The bill was not unscathed. The cable industry’s lobbying front, the California Cable and Telecommunications Association, forced Padilla to add language that will make it very difficult, at best, for independent ISPs and cities to apply for broadband infrastructure subsidies. But that’s better than impossible, which is what they have right now.

Assuming a companion measure, assembly bill 1299, also makes it through the process, $70 million will be added to the CASF grant account, $25 million will go towards building and marketing broadband facilities in public housing, with $5 million being taken from the infrastructure loan fund to make up the difference.

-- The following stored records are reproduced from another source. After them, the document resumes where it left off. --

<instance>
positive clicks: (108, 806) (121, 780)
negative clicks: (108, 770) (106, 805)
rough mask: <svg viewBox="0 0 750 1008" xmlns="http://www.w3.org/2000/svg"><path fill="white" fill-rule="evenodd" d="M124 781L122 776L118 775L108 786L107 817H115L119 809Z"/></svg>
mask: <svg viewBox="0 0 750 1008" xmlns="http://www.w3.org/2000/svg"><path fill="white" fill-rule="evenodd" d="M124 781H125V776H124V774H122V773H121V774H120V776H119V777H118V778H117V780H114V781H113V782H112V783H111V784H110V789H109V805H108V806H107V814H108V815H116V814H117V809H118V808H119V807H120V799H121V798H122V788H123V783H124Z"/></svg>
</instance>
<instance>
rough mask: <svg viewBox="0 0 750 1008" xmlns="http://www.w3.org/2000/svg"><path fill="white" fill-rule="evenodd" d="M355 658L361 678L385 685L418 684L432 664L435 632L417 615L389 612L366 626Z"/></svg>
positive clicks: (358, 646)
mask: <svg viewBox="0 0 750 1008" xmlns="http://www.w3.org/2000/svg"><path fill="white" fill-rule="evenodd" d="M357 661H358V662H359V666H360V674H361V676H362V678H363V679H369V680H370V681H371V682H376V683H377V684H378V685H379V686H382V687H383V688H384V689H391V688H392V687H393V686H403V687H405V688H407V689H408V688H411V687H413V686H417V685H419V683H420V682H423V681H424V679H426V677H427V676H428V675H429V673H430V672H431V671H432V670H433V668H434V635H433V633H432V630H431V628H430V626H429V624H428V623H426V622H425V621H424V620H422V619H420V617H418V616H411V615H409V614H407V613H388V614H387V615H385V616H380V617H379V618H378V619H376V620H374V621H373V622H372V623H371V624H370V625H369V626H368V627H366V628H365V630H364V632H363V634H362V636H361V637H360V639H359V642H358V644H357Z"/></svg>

The next stop for SB 740 is the assembly appropriations committee. After that, assuming the love fest continues, the full assembly votes on it. The goal is to have it on Governor Brown’s desk by mid-September.

About Steve Blum

Steve Blum is president of Tellus Venture Associates, a management, planning and business development consultancy for municipal and community broadband initiatives. He is a 30-year industry veteran and an expert in developing new broadband infrastructure and services, including wireless, fiber optic and satellite systems. His career includes playing key roles in the launch and growth of DirecTv in the U.S., as well as other satellite broadcasting platforms around the world. For the past ten years, he has helped build municipal wireless and fiber optic broadband systems. His client list includes many California cities, such as San Leandro, Palo Alto, Oakland, Los Angeles, Lompoc and Folsom. He’s a member of the executive team for the Central Coast Broadband Consortium and has worked with other regional consortia in California. Steve is the author of seven books on the Internet and satellite broadcasting and is a frequent contributor to professional journals and industry events. He holds an A.B. in History from the University of California, Berkeley, an M.A. in East Asia Studies from the University of Washington, and an M.B.A. from the University of St. Thomas. He is a triathlete and multiple Ironman finisher, and is currently ranked in the top 100 of the Challenge Triathlon world rankings, out of more than 30,000 athletes.

  • Sean McLaughlin

    What did you make of the CBC action to form a native issues work group?

    • Steve Blum

      It all depends on what they do with it. It could lead to useful coordination with tribal governments.

  • Christopher Mitchell

    Though I have some strong disagreements with you in terms of how relevant some muni experiences are to others, I want to thank you for doing so much reporting and work on the CASF issue in Sacramento.

    • Steve Blum

      Thank you, Christopher. It’s all part of the fun!